Fig: SPR-based fragment screening: a Illustration of the stepwise dimerization of P-cadherin to mediate cell adhesion and a schematic of the protein (EC12). b Schematic of fragment screening. The numbers in the parentheses show decreases in the number of fragment candidates. c Representative sensorgram from ABA assay. EC12, in monomer-S–S dimer equilibrium, was immobilized on Sensor Chip CM5. The decrease of response upon injection of solution B shows that the compound disrupted the dimer formed on the sensor chip. d Dose–response analysis of binding of Hit 1 to REC12 immobilized on Sensor Chip SA. The putative KD was calculated by the Scatchard method using the SPR responses in equilibrium. Note that the KDvalue is not reliable, since the binding response was not saturated even at the highest concentration of Hit 1. N = 3. e Chemical structure of Hit 1.

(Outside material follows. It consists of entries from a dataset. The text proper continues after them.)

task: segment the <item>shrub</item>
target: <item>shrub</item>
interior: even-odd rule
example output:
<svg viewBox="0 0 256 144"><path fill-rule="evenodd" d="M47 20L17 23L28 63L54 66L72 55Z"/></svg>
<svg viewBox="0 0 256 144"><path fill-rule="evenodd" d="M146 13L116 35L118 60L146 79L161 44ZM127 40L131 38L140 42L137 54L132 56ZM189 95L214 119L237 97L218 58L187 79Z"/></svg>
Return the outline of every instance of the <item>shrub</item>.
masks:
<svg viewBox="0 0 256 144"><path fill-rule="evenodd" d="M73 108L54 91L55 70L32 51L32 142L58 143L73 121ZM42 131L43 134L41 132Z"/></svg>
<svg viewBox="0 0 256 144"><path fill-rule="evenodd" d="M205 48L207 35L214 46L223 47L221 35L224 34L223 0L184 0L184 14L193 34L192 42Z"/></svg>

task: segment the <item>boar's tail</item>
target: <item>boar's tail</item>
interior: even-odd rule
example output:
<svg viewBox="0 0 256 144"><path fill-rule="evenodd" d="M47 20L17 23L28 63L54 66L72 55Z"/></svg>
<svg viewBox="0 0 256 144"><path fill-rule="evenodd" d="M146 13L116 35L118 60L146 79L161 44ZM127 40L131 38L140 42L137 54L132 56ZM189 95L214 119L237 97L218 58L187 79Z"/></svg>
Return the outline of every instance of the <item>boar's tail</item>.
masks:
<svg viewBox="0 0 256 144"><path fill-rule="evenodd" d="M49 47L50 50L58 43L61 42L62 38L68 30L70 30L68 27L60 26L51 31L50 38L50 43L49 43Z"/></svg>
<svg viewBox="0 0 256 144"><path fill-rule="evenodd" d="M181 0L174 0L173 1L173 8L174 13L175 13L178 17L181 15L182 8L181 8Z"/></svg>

Many cadherin family proteins are associated with diseases such as cancer. Since cell adhesion requires homodimerization of cadherin molecules, a small-molecule regulator of dimerization would have therapeutic potential. Herein, we describe identification of a P-cadherin-specific chemical fragment that inhibits P-cadherin-mediated cell adhesion. Although the identified molecule is a fragment compound, it binds to a cavity of P-cadherin that has not previously been targeted, indirectly prevents formation of hydrogen bonds necessary for formation of an intermediate called the X dimer and thus modulates the process of X dimerization. Our findings will impact on a strategy for regulation of protein-protein interactions and stepwise assembly of protein complexes using small molecules.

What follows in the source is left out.